It started with a nickname. Every day, Johnny Earle would go to work at the Braintree, Massachusetts, music emporium Newbury Comics, and every day his colleagues would call him something different. “Hey, Johnny Appleseed; Johnny Pancakes; Johnny Cupcakes!” Somehow, Cupcakes stuck.

That was back in 2000, when Earle was ordering T-shirts for his metal band, On Broken Wings. On a lark, he got a Johnny Cupcakes shirt printed up. His colleagues hooted, and store customers asked, “Where did you get that? Is it a bakery? An adult movie store?” Soon, Earle was selling half a dozen shirts a day from the trunk of his ’89 Camry.
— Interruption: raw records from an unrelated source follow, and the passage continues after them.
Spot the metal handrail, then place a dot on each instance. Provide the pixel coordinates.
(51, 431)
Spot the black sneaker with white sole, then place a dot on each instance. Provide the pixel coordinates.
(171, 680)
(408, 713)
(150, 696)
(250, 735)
He bought cheap shirts from a local silk-screen shop where he once worked. Shirts plus printing cost $4 or $5, and Earle charged $8 to $10. He created new designs that played off pop culture — the Statue of Liberty lofting a cupcake; a cupcake and crossbones — and marketed them to customers whose e-mail addresses he had collected.

On Broken Wings signed with a record label and toured the U.S. After concerts, Earle sold his shirts — wrinkled and reeking of gas fumes from the band’s van — out of a suitcase. In cities they visited, he stopped by boutiques; a few bit. Meanwhile, customers who were also in bands dressed à la Cupcake onstage and in videos. A cult following grew.

Back home, Earle signed up with an inexpensive webstore called Merchline.com and upgraded his vendors, paying $7 for shirts and selling them for $20. He lived and stored inventory at his parents’ house. He also trademarked the Johnny Cupcakes name and logo and began copyrighting designs for $750 a pop.

To improve quality, Earle began sourcing shirts from American Apparel in 2003. The next year, he laid out $10,000 to rent a booth, print a catalog, and travel with some friends to a large Las Vegas trade show. Stores in Australia, Italy, the United Kingdom, and Canada placed orders. He also had meetings with U.S. chains such as Urban Outfitters and Macy’s.

Then Earle had an epiphany. “I thought, People want something that no one else has. If I put my shirts everywhere, they would just be a fad. I wanted something that would last a long time.”